Original poster: "Gerry  Reynolds" <gerryreynolds@xxxxxxxxxxxxx>

Hi Steve,

Sorry I'm just getting to your post. One thought that has been crossing my mind is that the higher the field is at a chosen distance from the toroid, the less energy will be required when the streamer tip reaches that point. The implications would be favorable for larger toriods where the field strength drops off less rapidly as one moves away from the surface and the charge reserve to support streamer growth is better. Maybe I will find my answers in "Spark Discharges"

Gerry R.


Original poster: Steve Conner <steve@xxxxxxxxxxxx>

Hi all,

I was thinking about Steve Ward's observation that the sparks on his coil suddenly grow in length from about 4ft to about 9ft as the input voltage is increased.

Then I thought about an old post from Marco DeNicolai where he says that discharges longer than about 1 meter grow by a different mechanism that needs only 1kV/m electric field, rather than 5kV/m for smaller gaps. (are these figures really right? they seem very small)

4ft is about 1 meter, and 9ft is a bit over twice 4ft, and 5kV divided by 1kV is (a bit over twice) squared. So I'm thinking maybe Steve is seeing this transition as he comes up on the voltage that produces a 1 meter discharge?

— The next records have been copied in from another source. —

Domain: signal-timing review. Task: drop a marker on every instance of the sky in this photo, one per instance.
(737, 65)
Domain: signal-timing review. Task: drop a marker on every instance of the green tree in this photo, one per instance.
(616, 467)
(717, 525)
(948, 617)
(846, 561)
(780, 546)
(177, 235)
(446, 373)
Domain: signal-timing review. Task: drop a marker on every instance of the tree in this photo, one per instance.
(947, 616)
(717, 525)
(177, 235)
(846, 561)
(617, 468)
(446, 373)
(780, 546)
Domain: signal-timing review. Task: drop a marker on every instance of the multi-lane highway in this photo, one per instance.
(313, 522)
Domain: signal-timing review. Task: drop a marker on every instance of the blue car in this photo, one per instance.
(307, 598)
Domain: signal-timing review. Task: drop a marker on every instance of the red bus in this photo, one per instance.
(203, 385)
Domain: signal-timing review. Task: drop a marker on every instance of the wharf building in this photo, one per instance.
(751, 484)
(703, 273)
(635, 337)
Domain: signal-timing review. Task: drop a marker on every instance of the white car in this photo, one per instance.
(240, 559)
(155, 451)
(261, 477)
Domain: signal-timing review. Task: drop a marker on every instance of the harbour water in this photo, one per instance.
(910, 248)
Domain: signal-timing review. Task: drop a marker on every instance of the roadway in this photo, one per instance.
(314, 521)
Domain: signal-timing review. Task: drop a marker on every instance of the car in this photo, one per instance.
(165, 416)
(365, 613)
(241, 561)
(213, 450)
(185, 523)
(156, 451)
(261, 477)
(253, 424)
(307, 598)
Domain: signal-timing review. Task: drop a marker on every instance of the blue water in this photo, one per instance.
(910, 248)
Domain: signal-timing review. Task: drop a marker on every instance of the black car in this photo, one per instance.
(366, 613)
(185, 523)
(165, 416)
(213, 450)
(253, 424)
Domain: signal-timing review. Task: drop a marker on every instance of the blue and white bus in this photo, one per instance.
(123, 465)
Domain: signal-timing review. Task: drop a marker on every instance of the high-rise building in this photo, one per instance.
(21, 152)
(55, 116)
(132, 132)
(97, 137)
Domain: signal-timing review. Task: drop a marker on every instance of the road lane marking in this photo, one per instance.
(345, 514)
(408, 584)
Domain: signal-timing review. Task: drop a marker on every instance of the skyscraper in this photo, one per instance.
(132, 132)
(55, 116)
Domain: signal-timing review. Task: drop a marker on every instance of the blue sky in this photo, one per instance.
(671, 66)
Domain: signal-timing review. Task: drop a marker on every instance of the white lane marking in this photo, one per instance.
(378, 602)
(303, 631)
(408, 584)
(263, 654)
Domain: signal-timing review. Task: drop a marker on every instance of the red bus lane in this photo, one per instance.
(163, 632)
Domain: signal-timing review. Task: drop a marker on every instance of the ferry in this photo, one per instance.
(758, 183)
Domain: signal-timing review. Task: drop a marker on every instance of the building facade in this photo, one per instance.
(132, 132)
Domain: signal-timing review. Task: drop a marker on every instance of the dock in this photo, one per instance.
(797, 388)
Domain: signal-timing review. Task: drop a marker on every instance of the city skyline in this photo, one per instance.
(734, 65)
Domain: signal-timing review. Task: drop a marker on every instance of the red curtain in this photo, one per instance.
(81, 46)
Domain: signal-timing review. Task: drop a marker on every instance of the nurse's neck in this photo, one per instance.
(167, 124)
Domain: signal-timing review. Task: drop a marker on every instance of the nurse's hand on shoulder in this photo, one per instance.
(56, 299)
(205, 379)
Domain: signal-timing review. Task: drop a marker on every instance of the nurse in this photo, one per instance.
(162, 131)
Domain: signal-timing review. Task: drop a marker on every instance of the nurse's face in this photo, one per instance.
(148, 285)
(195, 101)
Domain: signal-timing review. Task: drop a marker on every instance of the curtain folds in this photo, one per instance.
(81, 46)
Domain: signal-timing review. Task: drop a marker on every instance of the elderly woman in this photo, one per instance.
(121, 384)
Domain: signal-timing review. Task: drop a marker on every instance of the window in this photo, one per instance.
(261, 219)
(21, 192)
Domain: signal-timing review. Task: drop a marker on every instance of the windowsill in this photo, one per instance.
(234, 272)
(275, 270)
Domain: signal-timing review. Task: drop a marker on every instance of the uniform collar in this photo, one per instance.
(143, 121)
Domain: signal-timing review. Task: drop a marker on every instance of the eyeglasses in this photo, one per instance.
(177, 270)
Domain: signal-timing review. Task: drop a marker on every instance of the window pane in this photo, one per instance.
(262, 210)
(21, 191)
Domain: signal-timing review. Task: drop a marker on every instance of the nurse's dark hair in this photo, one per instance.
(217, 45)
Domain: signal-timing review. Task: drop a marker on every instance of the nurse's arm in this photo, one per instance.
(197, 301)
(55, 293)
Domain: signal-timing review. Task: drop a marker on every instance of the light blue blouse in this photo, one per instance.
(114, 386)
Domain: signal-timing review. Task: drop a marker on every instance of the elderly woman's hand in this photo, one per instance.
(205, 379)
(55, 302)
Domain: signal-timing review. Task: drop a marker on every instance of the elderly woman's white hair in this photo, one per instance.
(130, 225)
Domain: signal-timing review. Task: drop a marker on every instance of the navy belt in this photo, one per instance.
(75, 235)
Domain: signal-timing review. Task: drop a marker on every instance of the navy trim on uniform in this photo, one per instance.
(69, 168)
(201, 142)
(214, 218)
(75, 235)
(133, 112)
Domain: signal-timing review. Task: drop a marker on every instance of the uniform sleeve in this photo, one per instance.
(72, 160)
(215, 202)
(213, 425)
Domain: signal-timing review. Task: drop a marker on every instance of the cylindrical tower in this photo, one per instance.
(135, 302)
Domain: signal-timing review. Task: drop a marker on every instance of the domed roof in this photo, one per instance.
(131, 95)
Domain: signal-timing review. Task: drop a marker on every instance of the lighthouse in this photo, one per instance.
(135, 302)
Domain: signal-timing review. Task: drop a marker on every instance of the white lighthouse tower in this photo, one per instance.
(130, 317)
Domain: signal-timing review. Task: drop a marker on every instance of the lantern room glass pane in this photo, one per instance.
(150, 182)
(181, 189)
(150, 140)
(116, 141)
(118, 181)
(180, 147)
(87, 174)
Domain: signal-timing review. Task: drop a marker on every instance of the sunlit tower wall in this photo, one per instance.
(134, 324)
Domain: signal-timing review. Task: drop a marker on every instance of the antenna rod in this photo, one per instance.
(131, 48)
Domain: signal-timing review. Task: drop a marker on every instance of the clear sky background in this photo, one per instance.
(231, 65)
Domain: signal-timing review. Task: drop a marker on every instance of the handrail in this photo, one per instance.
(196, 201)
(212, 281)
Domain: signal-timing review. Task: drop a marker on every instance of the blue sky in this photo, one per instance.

If this hypothesis were true, it would imply:

The effect would only be seen on coils that give all bangs the same size. It would not be seen on coils with async rotary gaps, for instance. If the bangs are assorted sizes, some will be big enough to push it beyond 1m and others won't so I expect the transition will be a lot more gradual.

It would also only be seen on coils with a long enough energy transfer time to allow growth of a >>1 meter discharge in the first place. If the field is all depleted by the time the tip makes it past 1 meter, nothing much is going to happen. Hence why I never saw it on my OLTC2, which is rather too short at only 60us.

DRSSTCs tend to have lower peak power and longer energy transfer times than spark gap coils so maybe this is why Steve sees the effect so clearly.

Does anyone have any evidence that would confirm or deny this?



On a broader note, all this kind of suggests (to me anyway) that the key to long sparks is filling a large enough volume of space with a big enough electric field to drive growth, for long enough to let the growth complete.

The way we talk of TC leaders suggests that growth at the tip is fed by conduction from the toroid through the discharge channel. I am beginning to think what really happens is that the tip feeds on the electric field in its immediate neighbourhood. So you can pump all the power in you like, but if your coil isn't tall/big-toploaded enough to generate 5kV/m (or 1kV/m if over 4ft) in the furthest places you want the sparks to go, it ain't gonna happen. You'll get lots of action near the coil and nothing further out.

Steve Conner